Over 200,000 Working America members are unemployed, so we’re particularly enraged by the practice of discrimination against the unemployed. Employers still run postings that require job applicants to be currently employed, and sites like Monster.com and CareerBuilder have refused to take them down.
That’s why we want to extend our appreciation to the jobs posting website Indeed.com, who last week banned job postings that discriminate against the unemployed:
Indeed’s Director of Communications, Sophie Beaurpere, issued the following statement:
“Indeed.com strives to provide the best job search experience for job seekers. Our policy is to exclude job listings that do not comply with federal or local laws related to discriminatory hiring practices as well as job listings that discriminate against the unemployed.”
Soon, Indeed’s policy could be the law. The American Jobs Act, introduced by President Obama last week, contains language that that would ban the practice. Section 372 says the act shall “prohibit employers and employment agencies from disqualifying an individual from employment opportunities because of that individual’s status as unemployed.”
Doesn't seem too controversial, but since partisan Republicans like Texas Rep. Louie Gohmert are scrambling to find a reason to oppose Obama’s popular jobs proposals, they’ve decided to play politics with this issue:
[Rep. Louie Gohmert (R-TX)] said this provision would only discourage companies from interviewing unemployed candidates, and would "help trial lawyers who are not having enough work," since there are about 14 million unemployed Americans.
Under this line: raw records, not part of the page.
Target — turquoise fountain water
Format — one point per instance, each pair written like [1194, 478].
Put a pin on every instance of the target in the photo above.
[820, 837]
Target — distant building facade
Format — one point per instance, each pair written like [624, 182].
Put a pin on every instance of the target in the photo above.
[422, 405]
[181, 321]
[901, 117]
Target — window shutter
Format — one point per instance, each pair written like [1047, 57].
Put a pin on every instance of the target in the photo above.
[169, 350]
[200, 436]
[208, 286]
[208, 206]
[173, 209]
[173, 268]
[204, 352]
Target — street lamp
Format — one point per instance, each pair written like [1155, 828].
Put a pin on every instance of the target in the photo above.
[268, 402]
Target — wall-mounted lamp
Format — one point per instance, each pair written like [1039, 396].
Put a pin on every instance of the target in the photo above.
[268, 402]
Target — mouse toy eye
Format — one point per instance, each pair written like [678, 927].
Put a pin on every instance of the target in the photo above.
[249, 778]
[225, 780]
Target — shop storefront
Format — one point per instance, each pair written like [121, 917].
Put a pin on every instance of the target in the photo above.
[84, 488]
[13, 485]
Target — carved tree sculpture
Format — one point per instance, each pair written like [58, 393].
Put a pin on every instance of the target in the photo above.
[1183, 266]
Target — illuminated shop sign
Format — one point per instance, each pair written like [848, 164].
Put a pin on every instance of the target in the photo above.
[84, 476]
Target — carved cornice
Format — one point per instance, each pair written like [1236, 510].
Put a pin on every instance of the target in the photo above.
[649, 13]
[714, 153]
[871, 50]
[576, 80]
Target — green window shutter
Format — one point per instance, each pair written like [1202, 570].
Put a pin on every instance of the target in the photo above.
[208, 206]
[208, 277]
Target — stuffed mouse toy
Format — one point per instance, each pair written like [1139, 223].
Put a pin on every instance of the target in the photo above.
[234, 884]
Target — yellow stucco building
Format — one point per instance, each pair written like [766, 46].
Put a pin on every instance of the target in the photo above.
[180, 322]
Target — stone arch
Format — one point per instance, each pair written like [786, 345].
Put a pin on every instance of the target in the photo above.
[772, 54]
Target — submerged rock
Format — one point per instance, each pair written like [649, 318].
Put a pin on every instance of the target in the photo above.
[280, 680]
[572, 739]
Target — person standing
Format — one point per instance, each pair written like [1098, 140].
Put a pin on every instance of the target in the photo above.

“Trial lawyers” are a favorite punching bag for Republicans and anti-worker interests. Whenever any sort of consumer protection statute is proposed, you’ll always hear talk of lawyers and “frivolous lawsuits” to dismiss it as wasteful and ineffective. But those decades-old dog whistle political games are no solace to the thousands of unemployed Americans who are ready and willing to work – who don’t have the resources to sue anybody, and wouldn’t want to anyway – who have been rejected from jobs simply because they aren’t currently employed.
Stand alone legislation banning this type of discrimination, known as the Fair Employment Act of 2011 has already been introduced in the House and Senate.